A street in Pakistan in the aftermath of a flood with people walking to one side and cars to the other.

India’s dam release triggers mass evacuations in flood-hit eastern Pakistan

Tens of thousands of Pakistanis have been forced to flee their homes after India released water from overfilled dams into border rivers already swollen by heavy monsoon rains.

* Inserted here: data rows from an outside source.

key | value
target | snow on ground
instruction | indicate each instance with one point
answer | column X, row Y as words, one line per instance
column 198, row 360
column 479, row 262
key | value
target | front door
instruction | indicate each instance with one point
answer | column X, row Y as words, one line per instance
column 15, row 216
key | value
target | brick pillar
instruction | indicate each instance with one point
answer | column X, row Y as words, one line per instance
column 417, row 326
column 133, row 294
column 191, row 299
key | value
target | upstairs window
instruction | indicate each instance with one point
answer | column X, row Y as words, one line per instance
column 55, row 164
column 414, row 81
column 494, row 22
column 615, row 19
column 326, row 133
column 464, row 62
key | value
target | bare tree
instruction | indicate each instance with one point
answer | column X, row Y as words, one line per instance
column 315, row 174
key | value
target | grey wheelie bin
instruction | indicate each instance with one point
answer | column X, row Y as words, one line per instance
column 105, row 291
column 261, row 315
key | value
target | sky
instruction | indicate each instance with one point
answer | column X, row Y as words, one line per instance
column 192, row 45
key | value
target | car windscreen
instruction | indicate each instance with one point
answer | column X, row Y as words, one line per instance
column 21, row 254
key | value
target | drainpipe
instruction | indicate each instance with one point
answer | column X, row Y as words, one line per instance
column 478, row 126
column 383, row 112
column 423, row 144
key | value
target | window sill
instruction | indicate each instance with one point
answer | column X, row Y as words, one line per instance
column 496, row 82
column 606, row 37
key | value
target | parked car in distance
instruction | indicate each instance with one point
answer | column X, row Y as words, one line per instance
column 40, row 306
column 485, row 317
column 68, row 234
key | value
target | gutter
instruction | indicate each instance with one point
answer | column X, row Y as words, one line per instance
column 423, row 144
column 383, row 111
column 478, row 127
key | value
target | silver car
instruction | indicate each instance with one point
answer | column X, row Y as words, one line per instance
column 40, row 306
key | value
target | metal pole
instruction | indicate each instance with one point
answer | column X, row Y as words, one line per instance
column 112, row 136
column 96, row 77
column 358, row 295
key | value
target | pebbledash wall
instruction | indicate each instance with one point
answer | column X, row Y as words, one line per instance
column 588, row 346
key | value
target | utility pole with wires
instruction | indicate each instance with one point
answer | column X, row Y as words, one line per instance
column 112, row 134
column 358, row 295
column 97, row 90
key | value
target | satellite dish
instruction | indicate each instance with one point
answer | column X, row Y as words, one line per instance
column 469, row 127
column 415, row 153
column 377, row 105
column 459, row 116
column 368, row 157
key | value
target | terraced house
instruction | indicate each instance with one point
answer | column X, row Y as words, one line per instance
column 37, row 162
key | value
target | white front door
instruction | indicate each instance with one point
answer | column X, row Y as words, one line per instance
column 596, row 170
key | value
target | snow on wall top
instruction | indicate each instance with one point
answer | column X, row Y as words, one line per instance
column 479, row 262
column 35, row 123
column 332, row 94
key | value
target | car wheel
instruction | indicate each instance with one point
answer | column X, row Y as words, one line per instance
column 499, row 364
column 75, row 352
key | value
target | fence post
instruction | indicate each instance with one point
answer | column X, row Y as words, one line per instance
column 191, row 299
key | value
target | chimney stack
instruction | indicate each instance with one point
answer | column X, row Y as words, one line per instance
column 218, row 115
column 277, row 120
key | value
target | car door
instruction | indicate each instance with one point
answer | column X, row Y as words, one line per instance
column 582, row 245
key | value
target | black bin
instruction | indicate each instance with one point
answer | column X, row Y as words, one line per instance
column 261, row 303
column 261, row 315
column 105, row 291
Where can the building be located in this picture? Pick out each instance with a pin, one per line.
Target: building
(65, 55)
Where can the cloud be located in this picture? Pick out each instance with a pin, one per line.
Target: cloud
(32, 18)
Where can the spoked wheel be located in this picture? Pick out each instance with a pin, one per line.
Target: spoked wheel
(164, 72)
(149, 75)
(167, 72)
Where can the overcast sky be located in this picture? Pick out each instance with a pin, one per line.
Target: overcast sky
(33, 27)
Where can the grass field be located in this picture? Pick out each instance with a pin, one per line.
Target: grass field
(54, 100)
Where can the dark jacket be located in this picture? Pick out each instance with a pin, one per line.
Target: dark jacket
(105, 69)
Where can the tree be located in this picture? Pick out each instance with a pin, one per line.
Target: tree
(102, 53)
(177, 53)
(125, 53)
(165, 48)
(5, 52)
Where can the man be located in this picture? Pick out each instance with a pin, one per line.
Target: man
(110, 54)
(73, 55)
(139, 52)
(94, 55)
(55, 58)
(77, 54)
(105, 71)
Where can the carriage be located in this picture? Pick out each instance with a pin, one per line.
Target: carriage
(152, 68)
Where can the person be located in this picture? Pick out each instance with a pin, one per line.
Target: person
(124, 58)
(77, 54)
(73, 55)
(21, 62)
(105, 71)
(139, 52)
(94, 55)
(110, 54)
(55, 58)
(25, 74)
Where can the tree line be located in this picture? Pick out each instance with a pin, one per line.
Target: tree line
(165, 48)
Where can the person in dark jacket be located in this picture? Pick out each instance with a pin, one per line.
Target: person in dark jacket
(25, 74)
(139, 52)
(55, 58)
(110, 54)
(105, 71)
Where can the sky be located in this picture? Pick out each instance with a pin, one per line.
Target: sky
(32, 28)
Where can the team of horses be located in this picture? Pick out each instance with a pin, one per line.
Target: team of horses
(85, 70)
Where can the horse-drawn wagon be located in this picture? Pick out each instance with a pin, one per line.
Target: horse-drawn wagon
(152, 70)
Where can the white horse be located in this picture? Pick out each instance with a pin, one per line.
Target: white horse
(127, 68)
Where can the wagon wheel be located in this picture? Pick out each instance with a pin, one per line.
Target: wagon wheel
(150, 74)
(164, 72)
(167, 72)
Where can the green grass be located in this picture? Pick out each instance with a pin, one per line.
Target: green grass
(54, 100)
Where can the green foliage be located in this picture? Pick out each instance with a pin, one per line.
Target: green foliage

Babar Dogar and Munir Ahmed report for The Associated Press.


In short:

  • India warned Pakistan of potential flooding as it released water from dams, prompting Pakistan to evacuate over 100,000 people from low-lying areas in eastern Punjab.
  • The warning marked the first official diplomatic contact between the nuclear-armed neighbors in months, following a period of heightened tension and the suspension of the Indus Waters Treaty mechanism.
  • Flooding from heavier-than-normal monsoon rains has killed more than 800 people in Pakistan since late June, with scientists linking the intensifying rainfall to climate change.

Why this matters:

Monsoon rains have always defined South Asia’s weather cycle, but climate change is pushing those rains to new extremes — longer durations, heavier downpours, and more frequent flash flooding. Pakistan, still reeling from the catastrophic floods of 2022, remains deeply vulnerable due to poor infrastructure, widespread poverty, and a reliance on river systems fed by upstream neighbors like India. As temperatures rise, the region is experiencing more cloudbursts and glacial melt, intensifying downstream impacts. Border tensions further complicate disaster response. With rivers crossing national lines, one country’s water management can quickly become another’s emergency.